C’est avec un brin d’optimisme et de confiance que le président de l’Université américaine de Beyrouth (AUB), le Dr Fadlo R. Khuri, a décrit la situation de cette université au cours d’une table ronde qui s’est tenue le 28 mai dernier. S’il reconnaît que l’AUB a traversé sa période la plus difficile entre 2020 et 2021 en raison de l’effondrement économique du pays et plus particulièrement de l’explosion au port, il admet que « l’université, qui a perdu 30 % de ses médecins, 36 % de ses meilleurs professeurs et 33 % de son personnel infirmier au cours des quatre dernières années, a également retrouvé l’intégralité du niveau de ses institutions ».
« Aujourd’hui, un grand nombre de médecins, enseignants, infirmières sont revenus, parce qu’ils ont repris confiance dans ce pays. Nous avons inauguré un nouvel hôpital à Ghazir Kesrouan pour desservir la région et aider encore plus de Libanais. Le nombre record de 6 000 étudiants se sont inscrits cette année en licence et master, 10 fois plus que les années précédentes, prouve que l’université a retrouvé le niveau d’excellence qu’elle avait auparavant », affirme-t-il confiant. Réagissant aux critiques dont fait l’objet l’AUB, qui a « exigé que les frais de scolarité soient payés, à partir de 2024, totalement en dollars frais », le Dr Khuri se défend en précisant « que cette décision n’est pas nouvelle et que les étudiants étaient déjà au courant ».

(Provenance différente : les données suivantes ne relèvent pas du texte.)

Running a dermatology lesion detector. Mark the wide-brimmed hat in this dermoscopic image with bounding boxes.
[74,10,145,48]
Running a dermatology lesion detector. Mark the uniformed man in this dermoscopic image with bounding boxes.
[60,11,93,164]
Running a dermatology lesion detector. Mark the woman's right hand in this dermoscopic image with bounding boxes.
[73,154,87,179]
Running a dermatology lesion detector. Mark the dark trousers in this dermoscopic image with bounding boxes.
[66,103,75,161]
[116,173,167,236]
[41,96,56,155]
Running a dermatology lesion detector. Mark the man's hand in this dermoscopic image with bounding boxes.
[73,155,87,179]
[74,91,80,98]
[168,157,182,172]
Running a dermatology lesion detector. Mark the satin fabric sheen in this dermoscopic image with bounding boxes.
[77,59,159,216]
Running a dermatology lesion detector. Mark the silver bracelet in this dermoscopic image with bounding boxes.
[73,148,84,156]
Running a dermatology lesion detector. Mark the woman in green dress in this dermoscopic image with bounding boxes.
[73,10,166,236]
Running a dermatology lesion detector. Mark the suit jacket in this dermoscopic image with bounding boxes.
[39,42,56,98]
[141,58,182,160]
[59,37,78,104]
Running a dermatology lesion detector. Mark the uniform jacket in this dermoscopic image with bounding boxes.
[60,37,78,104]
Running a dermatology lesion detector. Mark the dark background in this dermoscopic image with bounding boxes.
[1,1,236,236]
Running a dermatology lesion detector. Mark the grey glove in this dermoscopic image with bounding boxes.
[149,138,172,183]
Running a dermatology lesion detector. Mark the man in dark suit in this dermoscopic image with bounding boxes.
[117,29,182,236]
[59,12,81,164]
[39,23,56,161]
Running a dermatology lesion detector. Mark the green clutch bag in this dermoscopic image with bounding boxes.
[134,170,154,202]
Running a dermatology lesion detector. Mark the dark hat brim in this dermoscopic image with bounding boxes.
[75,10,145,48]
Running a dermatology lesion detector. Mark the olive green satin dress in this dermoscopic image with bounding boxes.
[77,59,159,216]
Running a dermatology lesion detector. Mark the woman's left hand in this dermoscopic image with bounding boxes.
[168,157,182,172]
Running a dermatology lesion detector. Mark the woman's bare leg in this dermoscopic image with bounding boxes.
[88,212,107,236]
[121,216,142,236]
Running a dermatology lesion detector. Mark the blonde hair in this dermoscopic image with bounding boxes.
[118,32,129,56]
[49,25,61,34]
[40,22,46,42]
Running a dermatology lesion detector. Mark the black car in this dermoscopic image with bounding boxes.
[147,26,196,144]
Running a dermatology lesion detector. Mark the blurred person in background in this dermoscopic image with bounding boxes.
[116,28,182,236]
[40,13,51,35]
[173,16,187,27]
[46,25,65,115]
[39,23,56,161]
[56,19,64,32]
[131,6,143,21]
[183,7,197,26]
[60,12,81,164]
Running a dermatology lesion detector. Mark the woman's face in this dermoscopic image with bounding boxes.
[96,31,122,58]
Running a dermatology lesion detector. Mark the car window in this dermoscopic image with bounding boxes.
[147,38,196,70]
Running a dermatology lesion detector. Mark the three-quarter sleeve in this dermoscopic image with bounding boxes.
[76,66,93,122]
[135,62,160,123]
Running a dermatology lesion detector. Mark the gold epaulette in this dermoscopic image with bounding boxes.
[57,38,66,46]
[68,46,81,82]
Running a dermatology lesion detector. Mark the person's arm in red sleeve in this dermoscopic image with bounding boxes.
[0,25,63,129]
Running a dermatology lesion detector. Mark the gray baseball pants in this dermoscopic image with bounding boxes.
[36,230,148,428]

« Nous avons graduellement augmenté les scolarités depuis quatre ans, passant de 60 % des frais de scolarités en dollars en 2022, à 80 % en 2023, pour régler la totalité du montant en dollars à partir de cette année ». « Lorsque j’ai pris la direction de l’AUB il y a quelques années, 46 % de nos étudiants profitaient des aides financières à raison de 29 % du montant de leur scolarité. Aujourd’hui plus de 90 % d’étudiants en profitent, et 25 % ne paient pas les frais de leur scolarité. Un très grand nombre de jeunes qui n’espéraient jamais pouvoir intégrer cette université vu le coût élevé de la scolarité, ont pu le faire aujourd’hui. C’est dire que nous sommes conscients des difficultés de nos étudiants, et nous faisons de tout pour les aider ». Concernant le paiement des salaires du personnel éducatif, le Dr Khuri confirme qu’ils seront intégralement payés en dollars frais à partir de cet été.
Soulevant la question des manifestations propalestiniennes et les revendications des étudiants qui réclament « le boycott des compagnies et marques israéliennes », le Dr Khuri qui affirme que « l’AUB a toujours prôné la liberté d’expression et le droit aux étudiants d’exprimer leurs opinions, tout en établissant avec eux un dialogue pour écouter leurs revendications », se demande si « manifester contre la direction et l’université changerait les choses ». « La position de l’AUB envers la cause palestinienne a toujours été claire depuis le début et n’a pas changé », martèle-t-il. « Nous dénonçons très fortement les abus que subissent les Palestiniens à Gaza. D’ailleurs, l’AUB a été l’une des rares universités à accueillir les étudiants palestiniens notamment ceux qui devaient terminer leurs études de médecine, recevant également des cas critiques de Palestiniens blessés à Gaza. »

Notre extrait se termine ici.